Masher'in bu hamlesini öngöremediği için içinden küfür etti avcı. Avcı iken av durumuna düşmek onun için çok aşağılayıcı olmuştu. Uğruna savaştığı insanlar, Masher'in bir emriyle kendisine saldıracaklardı. Onları öldüremez veya yaralayamazdı, çünkü kurallar böyleydi. Kahrolası kurallar...
Masher kendisinden beklenen hareketi yaptı ve insanların zihinlerine avcıyı yakalamaları emrini itti. Kendini riske atmadan avcıyı yakalayacağı için de içten içe böbürleniyordu. Avcı kapana kısılmış bir aslan gibi kendi çevresinde dönüyor, bir çıkış yolu arıyordu. 30 kişiden fazla kadınlı erkekli grup çemberi daraltıyordu.
Başka çıkış yolum yok. Kahrolası kuralların canı cehenneme diye düşündü ve harekete geçti. Kendisine en yakın adamlara hücum ederek, onları yere yıktı. Arkasından sarılmaya çalışan bir kadının kafasına dirseğini geçirdi, peşinden "Pardon bayan!" dedi.
Öndeki adamın kasıklarına sertçe vurdu, yanında ki adamın yumruğu çenesine aynı zamanda inmişti. Adamın yumruğu avcıya hafif gelmiş olmalı ki hızını azaltmadan sağlı sollu yumruk atarak ilerlemeye devam etti.
Masher'in yüzündeki gülümseme solmaya başlamıştı. Daha sert saldırmaları için insanlara talimat gönderdi. Avcı yorulmaya başlamıştı ama pes ederse, Masher'in kendisine merhamet etmeyeceğini bilecek kadar tanıyordu.

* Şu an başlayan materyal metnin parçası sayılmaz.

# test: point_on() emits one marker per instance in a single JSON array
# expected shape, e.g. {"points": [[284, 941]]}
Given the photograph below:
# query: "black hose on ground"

Son bir gayretle önündeki 3 kişiyi de yanlara savurup çemberi yardı. Koşarak kaçıyordu ama arkasındaki grup kendisini takip etmeye başlamıştı. Grup Masher'dan yaklaşık 500 metre kadar uzaklaşmıştı. Bazı insanlar takibi bırakmış şaşkınlıkla etraflarına bakmaya başlamışlardı. Masher demek etki gücüm bu kadarmış diye düşündü. 500 metreden fazla uzaklaşanlar Masher'ın etkisinden kurtulup yavaşlıyorlar ve neden koştukları hakkında düşünmeye başlıyorlardı.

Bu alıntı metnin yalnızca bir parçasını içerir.